Al-Hafizh Ibnu Hajar menegaskan : “Pendapat yang tepat adalah bahwa barokah pada Makan Sahur dapat dicapai dari banyak sisi yaitu Mengikuti Sunnah, Menyelisihi Ahli Kitab, Memperkuat Diri dengan sahur untuk ibadah, Menambah Semangat, Mencegah Akhlak Jelek yang ditimbulkan oleh kelaparan, Menyebabkan adanya Amalan Shodaqoh kepada orang yang meminta pada waktu itu atau makan bersamanya, Menyebabkan adanya Amalan Dzikir dan Do’a di waktu maqbulnya do’a, Mengoreksi Niat Puasa bagi yang lupa sebelum tidur.” (Fathul Bari, 4/693)
2. Menyelisihi Ahli Kitab
Dalam Shohih Muslim (1096) dari hadits ‘Amr bin Al-‘Ash t bahwa Rosulullah r bersabda :
فَصَلُ مَا بَيْنَ صِيَامِنَا وَ صِيَامِ أَهْلِ الكِتَابِ أَكْلَةُ السَحْرِ
“Perbedaan antara puasa kita dan puasa Ahli Kitab adalah Makan Sahur“
IV. HUKUM MAKAN SAHUR
Telah lewat hadits Anas t di atas yang menunjukkan perintah Makan Sahur, sementara hukum asal perintah adalah wajib namun telah dinukil kesepakatan para ‘Ulama tentang Sunnahnya Makan Sahur. Dinukil oleh Ibnu Mundzir sebagaimana dalam Fathul Bari (4/639) dan Al-Imam An-Nawawy dalam Syarah Shohih Muslim (7/179).

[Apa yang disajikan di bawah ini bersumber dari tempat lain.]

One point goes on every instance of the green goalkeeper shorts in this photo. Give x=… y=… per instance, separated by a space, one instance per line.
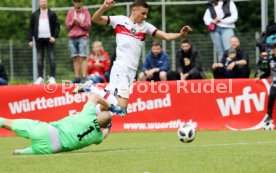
x=40 y=133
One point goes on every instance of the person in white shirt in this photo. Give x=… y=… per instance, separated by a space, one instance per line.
x=222 y=14
x=131 y=33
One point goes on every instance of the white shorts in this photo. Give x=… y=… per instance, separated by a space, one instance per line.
x=121 y=78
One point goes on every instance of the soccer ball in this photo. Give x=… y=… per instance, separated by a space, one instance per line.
x=186 y=133
x=269 y=126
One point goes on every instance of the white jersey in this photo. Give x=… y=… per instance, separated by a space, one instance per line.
x=130 y=38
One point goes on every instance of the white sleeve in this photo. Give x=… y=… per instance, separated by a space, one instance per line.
x=151 y=29
x=114 y=20
x=234 y=14
x=207 y=17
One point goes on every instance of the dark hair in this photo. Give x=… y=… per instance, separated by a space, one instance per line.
x=77 y=0
x=156 y=43
x=185 y=40
x=140 y=3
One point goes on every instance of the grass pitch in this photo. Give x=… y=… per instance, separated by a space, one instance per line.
x=153 y=152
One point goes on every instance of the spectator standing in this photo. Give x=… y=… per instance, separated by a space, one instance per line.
x=98 y=63
x=272 y=92
x=233 y=67
x=3 y=74
x=188 y=62
x=156 y=64
x=78 y=24
x=44 y=27
x=220 y=17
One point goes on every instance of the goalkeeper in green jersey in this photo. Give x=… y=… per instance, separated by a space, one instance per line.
x=70 y=133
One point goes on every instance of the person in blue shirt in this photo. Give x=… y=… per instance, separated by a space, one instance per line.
x=156 y=64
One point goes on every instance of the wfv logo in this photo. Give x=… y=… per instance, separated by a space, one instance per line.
x=233 y=104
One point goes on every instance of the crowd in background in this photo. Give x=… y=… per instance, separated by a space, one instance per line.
x=232 y=61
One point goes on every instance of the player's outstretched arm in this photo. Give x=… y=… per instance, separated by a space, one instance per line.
x=98 y=15
x=173 y=36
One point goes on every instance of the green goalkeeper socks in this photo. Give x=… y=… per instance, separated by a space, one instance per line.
x=1 y=122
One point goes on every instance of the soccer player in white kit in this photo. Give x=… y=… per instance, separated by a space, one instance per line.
x=131 y=33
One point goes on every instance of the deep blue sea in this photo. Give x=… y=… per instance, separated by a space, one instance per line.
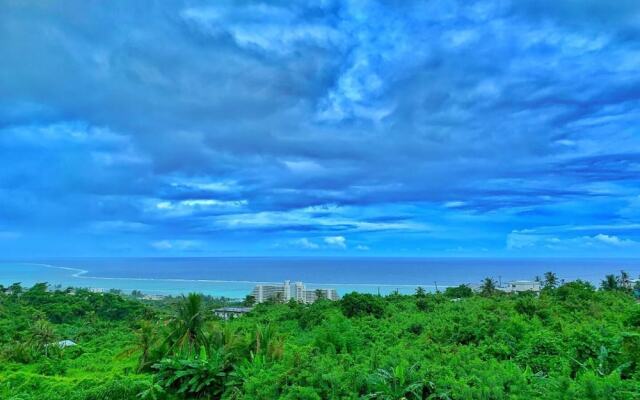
x=235 y=277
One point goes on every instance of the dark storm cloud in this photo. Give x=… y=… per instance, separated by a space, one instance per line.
x=160 y=120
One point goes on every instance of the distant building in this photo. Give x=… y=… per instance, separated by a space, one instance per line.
x=231 y=312
x=288 y=291
x=521 y=286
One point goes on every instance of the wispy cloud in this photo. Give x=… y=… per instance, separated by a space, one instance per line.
x=413 y=127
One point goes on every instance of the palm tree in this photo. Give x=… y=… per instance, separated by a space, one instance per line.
x=610 y=282
x=187 y=324
x=146 y=339
x=550 y=280
x=488 y=287
x=624 y=281
x=42 y=335
x=397 y=383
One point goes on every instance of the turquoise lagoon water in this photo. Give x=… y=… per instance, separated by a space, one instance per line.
x=235 y=277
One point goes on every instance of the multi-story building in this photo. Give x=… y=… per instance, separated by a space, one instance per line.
x=288 y=291
x=521 y=286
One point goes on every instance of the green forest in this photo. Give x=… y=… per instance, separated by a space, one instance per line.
x=570 y=341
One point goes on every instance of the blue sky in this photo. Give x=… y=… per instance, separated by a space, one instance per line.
x=355 y=128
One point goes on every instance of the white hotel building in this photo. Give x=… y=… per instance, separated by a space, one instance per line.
x=287 y=291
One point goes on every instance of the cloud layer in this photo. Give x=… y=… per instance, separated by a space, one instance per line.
x=332 y=127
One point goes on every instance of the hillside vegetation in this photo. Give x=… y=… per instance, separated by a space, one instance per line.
x=570 y=342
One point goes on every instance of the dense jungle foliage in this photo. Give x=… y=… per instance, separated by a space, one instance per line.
x=569 y=342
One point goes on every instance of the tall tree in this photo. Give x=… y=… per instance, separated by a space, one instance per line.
x=187 y=325
x=624 y=281
x=488 y=287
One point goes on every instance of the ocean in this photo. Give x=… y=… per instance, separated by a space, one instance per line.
x=234 y=277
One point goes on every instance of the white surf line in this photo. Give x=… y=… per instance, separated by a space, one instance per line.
x=82 y=274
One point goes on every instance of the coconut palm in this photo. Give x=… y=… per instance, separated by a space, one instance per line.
x=488 y=287
x=187 y=333
x=550 y=280
x=397 y=383
x=42 y=335
x=624 y=281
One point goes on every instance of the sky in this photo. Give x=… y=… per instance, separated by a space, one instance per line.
x=320 y=128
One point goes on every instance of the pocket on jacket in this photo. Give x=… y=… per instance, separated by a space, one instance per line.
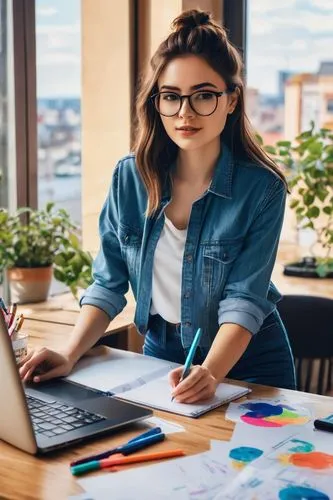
x=218 y=258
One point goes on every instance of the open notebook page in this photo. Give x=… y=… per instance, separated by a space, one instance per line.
x=157 y=394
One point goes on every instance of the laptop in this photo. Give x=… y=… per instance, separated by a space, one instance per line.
x=40 y=418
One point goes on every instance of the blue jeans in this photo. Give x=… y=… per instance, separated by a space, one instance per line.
x=267 y=360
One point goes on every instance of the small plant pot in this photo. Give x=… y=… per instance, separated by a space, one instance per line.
x=306 y=268
x=29 y=284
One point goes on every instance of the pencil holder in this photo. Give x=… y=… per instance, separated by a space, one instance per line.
x=20 y=345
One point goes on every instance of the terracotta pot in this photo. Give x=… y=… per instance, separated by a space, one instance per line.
x=29 y=284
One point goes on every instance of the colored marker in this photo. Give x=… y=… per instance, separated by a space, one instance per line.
x=121 y=460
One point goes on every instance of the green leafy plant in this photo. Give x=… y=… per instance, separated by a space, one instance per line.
x=39 y=238
x=309 y=165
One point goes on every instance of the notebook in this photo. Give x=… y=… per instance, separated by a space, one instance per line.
x=144 y=380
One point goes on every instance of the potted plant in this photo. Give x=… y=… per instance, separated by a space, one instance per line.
x=34 y=244
x=308 y=161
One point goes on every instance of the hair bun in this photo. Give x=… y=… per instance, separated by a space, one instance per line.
x=191 y=19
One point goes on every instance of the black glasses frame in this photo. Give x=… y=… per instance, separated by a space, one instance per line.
x=189 y=97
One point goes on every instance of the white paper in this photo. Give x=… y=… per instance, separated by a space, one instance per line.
x=269 y=413
x=199 y=476
x=157 y=394
x=118 y=370
x=274 y=484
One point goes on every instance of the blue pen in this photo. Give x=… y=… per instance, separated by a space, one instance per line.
x=3 y=305
x=190 y=356
x=126 y=449
x=113 y=451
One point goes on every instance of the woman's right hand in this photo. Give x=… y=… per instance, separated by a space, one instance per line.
x=44 y=364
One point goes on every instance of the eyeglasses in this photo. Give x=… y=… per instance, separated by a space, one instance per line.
x=203 y=103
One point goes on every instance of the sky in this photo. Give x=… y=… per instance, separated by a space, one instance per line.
x=290 y=35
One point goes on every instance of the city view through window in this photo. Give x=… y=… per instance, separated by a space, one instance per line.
x=289 y=83
x=58 y=55
x=289 y=66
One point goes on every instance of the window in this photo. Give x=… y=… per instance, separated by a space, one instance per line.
x=289 y=66
x=7 y=122
x=58 y=62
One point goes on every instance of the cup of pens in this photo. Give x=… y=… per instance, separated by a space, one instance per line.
x=14 y=324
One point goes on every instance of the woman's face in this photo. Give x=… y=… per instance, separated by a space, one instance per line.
x=187 y=129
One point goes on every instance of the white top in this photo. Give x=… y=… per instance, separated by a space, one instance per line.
x=167 y=273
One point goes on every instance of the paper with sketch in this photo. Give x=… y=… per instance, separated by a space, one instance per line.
x=297 y=447
x=249 y=447
x=199 y=476
x=157 y=394
x=307 y=449
x=268 y=413
x=276 y=483
x=143 y=379
x=119 y=371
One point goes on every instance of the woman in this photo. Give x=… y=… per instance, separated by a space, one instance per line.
x=192 y=221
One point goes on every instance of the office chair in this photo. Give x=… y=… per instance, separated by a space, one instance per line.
x=309 y=324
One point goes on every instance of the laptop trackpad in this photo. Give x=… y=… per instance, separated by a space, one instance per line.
x=60 y=389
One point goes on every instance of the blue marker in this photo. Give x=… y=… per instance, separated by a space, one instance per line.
x=190 y=356
x=3 y=305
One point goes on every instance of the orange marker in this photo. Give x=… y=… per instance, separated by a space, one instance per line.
x=132 y=459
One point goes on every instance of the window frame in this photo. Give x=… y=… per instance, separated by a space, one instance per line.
x=24 y=44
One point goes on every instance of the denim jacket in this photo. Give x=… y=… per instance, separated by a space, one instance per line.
x=229 y=254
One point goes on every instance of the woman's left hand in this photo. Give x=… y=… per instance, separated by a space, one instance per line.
x=197 y=386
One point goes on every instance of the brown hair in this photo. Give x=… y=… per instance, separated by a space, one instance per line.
x=195 y=33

Yang merubah hukum wajib menjadi Sunnah adalah riwayat yang menjelaskan bahwa Nabi r penah berpuasa Wishol, lihat Shohih Bukhory (1922).

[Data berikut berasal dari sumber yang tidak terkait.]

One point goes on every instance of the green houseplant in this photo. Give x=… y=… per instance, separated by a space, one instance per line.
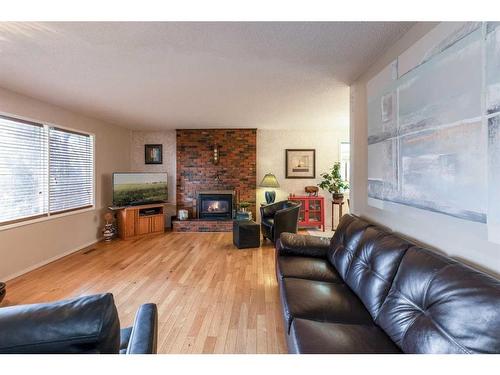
x=333 y=183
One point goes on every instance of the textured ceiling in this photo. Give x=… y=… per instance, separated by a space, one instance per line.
x=167 y=75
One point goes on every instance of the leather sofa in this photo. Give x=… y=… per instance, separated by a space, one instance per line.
x=371 y=291
x=82 y=325
x=279 y=217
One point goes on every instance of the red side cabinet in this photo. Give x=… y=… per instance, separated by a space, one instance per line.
x=312 y=211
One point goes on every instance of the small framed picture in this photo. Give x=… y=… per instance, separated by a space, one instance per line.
x=153 y=154
x=300 y=163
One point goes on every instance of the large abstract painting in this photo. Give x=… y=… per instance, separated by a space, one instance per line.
x=433 y=138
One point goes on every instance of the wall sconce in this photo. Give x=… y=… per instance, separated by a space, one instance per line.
x=216 y=155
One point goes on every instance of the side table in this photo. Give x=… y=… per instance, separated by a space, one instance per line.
x=340 y=204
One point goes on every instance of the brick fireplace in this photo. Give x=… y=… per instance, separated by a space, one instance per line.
x=197 y=173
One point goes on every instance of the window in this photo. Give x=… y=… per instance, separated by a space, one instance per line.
x=44 y=170
x=71 y=170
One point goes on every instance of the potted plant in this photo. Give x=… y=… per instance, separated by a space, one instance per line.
x=334 y=184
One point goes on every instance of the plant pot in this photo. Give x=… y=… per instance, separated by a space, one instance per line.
x=337 y=197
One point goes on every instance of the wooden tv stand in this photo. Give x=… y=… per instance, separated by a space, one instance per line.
x=140 y=220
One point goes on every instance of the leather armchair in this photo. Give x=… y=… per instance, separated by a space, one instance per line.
x=87 y=324
x=279 y=217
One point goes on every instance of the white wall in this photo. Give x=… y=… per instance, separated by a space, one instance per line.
x=458 y=238
x=166 y=138
x=25 y=247
x=271 y=146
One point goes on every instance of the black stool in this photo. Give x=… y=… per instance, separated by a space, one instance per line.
x=246 y=234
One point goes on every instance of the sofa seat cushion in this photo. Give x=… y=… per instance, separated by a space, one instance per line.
x=437 y=306
x=345 y=241
x=321 y=301
x=307 y=268
x=374 y=265
x=311 y=337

Makan Sahur dikatakan sah dengan memakan sesuatu apapun walau hanya meminum seteguk air.
V. WAKTU SAHUR
Ayat Surah Al-Baqoroh yang telah lewat di atas menunjukkan bahwa sahur bisa dilakukan kapan saja pada waktu malam, yang penting tidak melebihi fajar shodiq, namun telah datang banyak riwayat yang menganjurkan makan sahur hingga mendekati fajar shodiq diantaranya adalah:
Dari Sahl bin Sa’ad t dia berkata : “saya makan sahur dengan keluargaku, lalu saya bersegera untuk mendapat sujud (sholat fajar) bersama Rasulullah r “. (HR Bukhory no. 1920)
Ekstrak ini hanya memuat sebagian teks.